The state’s 174 lawmakers will convene in Jackson Tuesday for the start of Mississippi’s 2017 legislative session to chisel out the state’s budget for the next fiscal year which begins July 1st. It looks like they’ll have about a $6 billion budget to work with. District 49 State Senator Sean Tindell said, “Obviously in a budget year like this where we have budget shortfalls, legislators from across the state will be looking at different sources of revenue in which to fill budget gaps and so it’s going to be a fight to make sure that’s not what the BP money is used for.”
With $110 million BP dollars up for grabs, Representative Scott Delano and other members of the Coast delegation are banking on Lieutenant Governor Tate Reeves to come through on his pledge to see that most of that money is used here in South Mississippi, getting a bill passed out of the Senate and sending it over to the House for approval. District 117 State Representative Scott Delano said, “All we want on the House side is to have an opportunity to go and make our case to the floor, but that is going to have to originate in the Senate and get passed and let us do what we can over on the House side to take care of it and bring those dollars back down to the Coast.”

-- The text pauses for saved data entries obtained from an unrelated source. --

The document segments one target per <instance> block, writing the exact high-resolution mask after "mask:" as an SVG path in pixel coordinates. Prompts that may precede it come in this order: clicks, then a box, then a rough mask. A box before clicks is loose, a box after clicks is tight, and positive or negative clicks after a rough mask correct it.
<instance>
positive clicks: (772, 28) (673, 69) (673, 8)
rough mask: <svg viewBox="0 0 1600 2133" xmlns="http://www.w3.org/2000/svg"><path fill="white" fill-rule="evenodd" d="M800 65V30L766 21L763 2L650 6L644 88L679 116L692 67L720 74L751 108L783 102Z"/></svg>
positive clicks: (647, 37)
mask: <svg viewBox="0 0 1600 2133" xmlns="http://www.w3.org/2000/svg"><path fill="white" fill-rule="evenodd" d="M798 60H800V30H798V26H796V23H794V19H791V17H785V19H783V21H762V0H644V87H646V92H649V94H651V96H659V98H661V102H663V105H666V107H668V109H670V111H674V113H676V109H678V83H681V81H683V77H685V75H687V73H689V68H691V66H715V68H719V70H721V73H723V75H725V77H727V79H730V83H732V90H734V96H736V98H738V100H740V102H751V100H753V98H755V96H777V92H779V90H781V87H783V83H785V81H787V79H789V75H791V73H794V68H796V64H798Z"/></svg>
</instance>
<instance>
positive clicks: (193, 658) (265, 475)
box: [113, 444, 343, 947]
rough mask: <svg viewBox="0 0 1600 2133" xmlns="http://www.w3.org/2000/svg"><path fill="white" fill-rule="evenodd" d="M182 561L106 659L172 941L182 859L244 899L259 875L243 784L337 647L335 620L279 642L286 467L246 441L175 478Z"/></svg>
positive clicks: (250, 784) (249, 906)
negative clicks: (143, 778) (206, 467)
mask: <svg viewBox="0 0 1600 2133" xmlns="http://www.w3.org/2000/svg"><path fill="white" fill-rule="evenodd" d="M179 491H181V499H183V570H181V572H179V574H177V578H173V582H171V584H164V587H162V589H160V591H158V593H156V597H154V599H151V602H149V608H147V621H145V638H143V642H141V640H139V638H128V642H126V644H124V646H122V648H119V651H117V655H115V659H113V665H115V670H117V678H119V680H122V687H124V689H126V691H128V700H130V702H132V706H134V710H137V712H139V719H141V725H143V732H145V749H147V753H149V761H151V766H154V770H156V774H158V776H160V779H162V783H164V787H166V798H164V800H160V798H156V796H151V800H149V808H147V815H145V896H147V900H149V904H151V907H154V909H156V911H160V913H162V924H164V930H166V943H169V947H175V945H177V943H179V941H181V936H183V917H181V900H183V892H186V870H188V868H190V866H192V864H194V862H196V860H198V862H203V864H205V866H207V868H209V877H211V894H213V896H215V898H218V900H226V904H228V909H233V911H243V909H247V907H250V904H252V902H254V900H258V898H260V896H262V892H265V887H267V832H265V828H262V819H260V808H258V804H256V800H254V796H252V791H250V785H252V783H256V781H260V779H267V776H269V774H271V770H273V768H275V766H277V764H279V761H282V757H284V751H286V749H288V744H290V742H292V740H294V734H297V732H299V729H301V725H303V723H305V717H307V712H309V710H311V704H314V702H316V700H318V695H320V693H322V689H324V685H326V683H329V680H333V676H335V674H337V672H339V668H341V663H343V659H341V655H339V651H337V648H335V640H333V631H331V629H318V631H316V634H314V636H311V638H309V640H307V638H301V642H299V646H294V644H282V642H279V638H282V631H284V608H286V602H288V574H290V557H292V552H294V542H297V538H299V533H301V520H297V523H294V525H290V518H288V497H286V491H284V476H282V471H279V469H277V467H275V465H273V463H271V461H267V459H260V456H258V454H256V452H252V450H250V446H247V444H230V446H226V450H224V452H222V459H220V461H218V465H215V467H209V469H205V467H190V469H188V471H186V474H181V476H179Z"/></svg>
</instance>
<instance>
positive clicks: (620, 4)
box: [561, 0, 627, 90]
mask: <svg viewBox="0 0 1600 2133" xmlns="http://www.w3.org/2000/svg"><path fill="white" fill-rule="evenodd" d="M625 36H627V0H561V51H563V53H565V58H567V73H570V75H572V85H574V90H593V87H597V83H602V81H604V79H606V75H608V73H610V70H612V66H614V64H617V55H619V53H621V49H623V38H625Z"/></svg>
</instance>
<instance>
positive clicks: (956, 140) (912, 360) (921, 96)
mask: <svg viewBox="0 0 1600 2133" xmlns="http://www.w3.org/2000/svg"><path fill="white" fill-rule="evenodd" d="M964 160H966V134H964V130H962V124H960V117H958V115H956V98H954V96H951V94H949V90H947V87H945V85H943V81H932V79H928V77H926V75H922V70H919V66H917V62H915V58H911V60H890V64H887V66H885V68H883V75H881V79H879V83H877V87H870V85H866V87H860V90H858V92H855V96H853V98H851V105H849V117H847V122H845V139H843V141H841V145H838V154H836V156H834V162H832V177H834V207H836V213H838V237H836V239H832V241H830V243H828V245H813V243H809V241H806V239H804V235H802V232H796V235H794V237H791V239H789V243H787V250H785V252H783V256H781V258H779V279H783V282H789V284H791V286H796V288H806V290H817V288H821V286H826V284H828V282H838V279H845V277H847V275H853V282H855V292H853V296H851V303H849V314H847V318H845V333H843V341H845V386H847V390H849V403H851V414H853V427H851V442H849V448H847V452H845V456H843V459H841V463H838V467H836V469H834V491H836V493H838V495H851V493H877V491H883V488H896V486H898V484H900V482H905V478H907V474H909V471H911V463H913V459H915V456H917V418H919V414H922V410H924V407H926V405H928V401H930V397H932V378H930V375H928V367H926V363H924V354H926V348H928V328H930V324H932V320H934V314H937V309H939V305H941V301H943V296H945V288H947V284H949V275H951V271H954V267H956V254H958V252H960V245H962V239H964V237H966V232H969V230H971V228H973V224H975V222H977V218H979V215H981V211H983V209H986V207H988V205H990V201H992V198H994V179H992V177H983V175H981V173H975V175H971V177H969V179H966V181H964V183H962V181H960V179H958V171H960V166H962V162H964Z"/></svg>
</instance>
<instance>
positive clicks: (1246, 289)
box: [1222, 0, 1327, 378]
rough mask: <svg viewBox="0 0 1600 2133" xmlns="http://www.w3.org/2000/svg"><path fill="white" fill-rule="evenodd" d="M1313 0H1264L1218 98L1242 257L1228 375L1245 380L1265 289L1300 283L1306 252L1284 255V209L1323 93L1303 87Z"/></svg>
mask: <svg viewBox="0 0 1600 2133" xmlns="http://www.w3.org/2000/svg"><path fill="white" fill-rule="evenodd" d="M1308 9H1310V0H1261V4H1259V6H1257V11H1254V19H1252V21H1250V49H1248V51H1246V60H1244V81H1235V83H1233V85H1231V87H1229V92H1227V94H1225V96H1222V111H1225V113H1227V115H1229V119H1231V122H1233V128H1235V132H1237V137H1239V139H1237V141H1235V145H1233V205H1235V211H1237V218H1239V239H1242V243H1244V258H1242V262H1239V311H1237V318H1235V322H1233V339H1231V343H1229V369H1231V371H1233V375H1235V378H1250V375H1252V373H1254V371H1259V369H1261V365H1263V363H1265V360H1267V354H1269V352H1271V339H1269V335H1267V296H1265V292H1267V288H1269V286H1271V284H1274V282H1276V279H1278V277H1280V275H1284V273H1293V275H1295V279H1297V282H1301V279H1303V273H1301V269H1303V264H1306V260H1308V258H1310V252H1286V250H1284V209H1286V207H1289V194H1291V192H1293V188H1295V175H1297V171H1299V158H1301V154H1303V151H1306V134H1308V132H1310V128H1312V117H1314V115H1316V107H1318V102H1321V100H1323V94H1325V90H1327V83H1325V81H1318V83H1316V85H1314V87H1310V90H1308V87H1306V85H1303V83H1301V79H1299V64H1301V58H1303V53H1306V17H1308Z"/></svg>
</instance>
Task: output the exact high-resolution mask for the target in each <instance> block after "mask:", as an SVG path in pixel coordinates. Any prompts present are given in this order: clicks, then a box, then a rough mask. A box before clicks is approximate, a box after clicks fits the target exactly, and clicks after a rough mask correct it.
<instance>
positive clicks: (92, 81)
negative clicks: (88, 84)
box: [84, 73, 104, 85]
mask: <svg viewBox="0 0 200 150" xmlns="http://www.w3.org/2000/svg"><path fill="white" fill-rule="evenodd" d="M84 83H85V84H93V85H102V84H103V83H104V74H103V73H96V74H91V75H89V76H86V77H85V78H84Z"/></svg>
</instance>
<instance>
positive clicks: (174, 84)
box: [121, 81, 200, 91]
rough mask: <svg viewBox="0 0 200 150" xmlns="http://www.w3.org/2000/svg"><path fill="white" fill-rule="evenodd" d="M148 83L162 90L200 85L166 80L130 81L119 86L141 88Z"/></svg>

Another hot topic is restructuring the MAEP school funding formula. “We expect to have a vigorous debate about that on the floor, but at the end of the day it’s about getting more money into the classrooms and we want to do it in the most effective way possible and we want to do it fair so that all school districts throughout the state have a fair shot at their money,” said Delano.
Also sure to top the agenda is a look at our youth court systems, mental health issues, and even an animal cruelty bill that would seek to make aggravated animal cruelty a felony as well as allow law enforcement to charge offenders with multiple counts of animal abuse. “I’ve been a supporter of that in the past, so we’ll see how far it gets through the process. We’ve got some bills dealing with DUIs, strengthening some of those laws and some of our criminal laws, trying to make sure the dangerous criminals stay off our streets and locked up while those drug offenders and those with mental issues get the treatment they need,” said Tindell.
The opening gavel drops Tuesday at noon.